//US States faced with Greek style ecomonic woes

US States faced with Greek style ecomonic woes

Just as we were talking about having to cut spending and raise taxes, and possibly selling off public land, all in order to meet the budget deficits, here comes this great news. 46 of the US States are faced with Greek style deficits, and they must do something to close up the budget hole that they have created by over spending. And with everyone getting ready to pay higher taxes in order to pay for Obamacare, raising taxes will not bring much more in, for to close the gaps, some economists suggest tax rates of 80 to 90% on every American. In plain English, you make $100, and you bring home only $10 or $20 of it. With that, more and more people will be headed to the welfare line because they can not afford food, untilities, and other bills, so the government needs to raise even more money to pay for more people needing money back from the government. This is unsustainable. Scott

States of Crisis for 46 Governments Facing Greek-Style Deficits – Bloomberg

Californians don’t see much evidence that the worst economic contraction since the Great Depression is coming to an end.
Unemployment was 12.4 percent in May, 2.7 percentage points higher than the national rate. Lawmakers gridlocked over how to close a $19 billion budget gap are weighing the termination of the main welfare program for 1.3 million poor families or borrowing more than $9 billion in the bond market. California, tied with Illinois for the lowest credit rating of any state, is diverting a rising portion of tax revenue to service debt, Bloomberg Markets magazine reports in its August issue.

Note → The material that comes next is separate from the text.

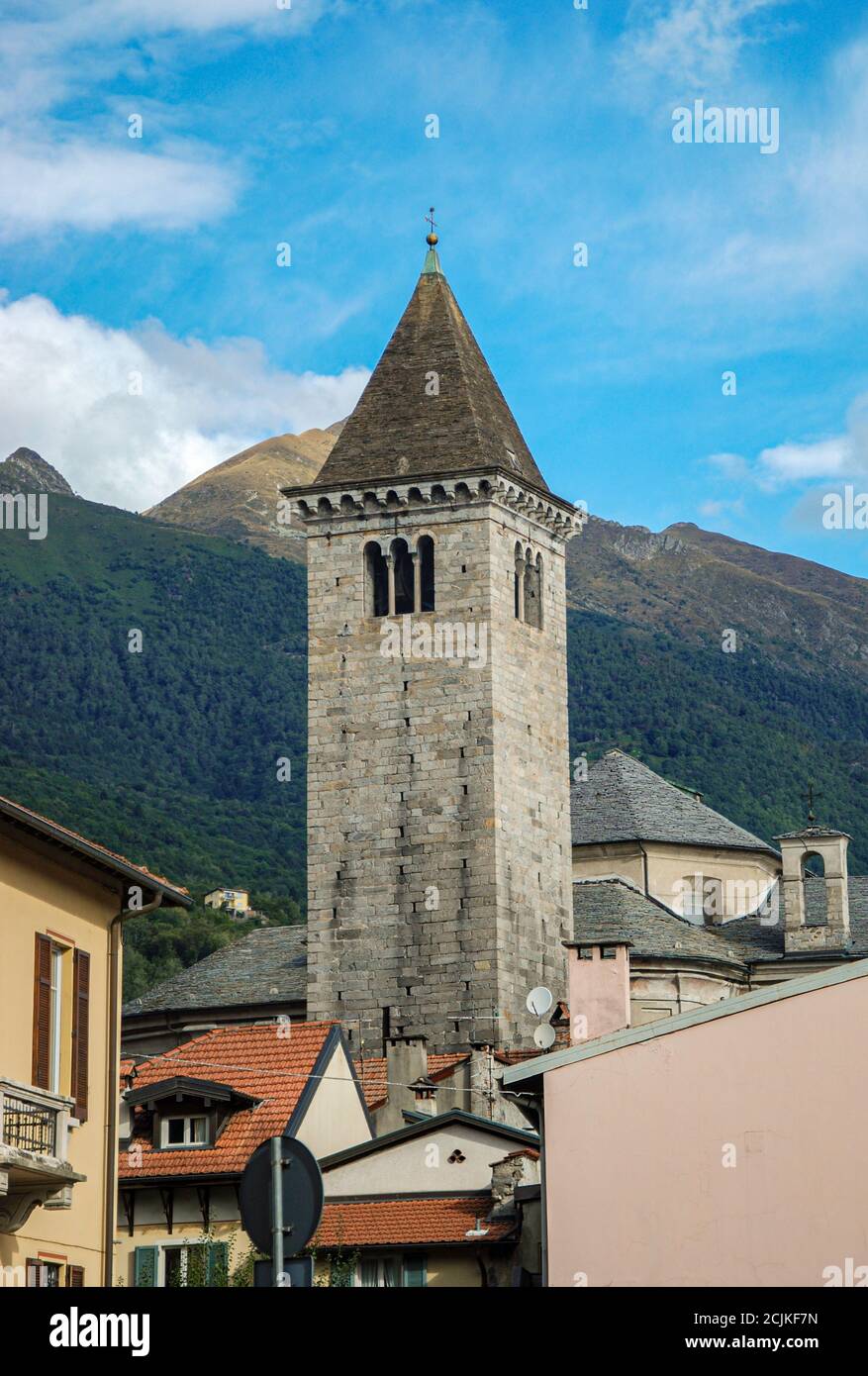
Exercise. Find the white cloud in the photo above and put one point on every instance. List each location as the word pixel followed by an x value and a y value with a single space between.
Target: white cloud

Far from rebounding, the Golden State, with a $1.8 trillion economy that’s larger than Russia’s, is sinking deeper into its financial funk. And it’s not alone.

Even as the U.S. appears to be on the mend — gross domestic product has climbed three straight quarters — finances in Arizona, Illinois, New Jersey, New York and other states show few signs of improvement. Forty-six states face budget shortfalls that add up to $112 billion for the fiscal year ending next June, according to the Center on Budget and Policy Priorities, a Washington research institution. State spending is 12 percent of U.S. GDP.

“States are going to have to cut back spending and raise taxes the same way Greece and Spain are,” says Dean Baker, co- director of the Center for Economic and Policy Research in Washington. “That runs counter to stimulating the economy and will put a big damper on the recovery in the latter half of this year.”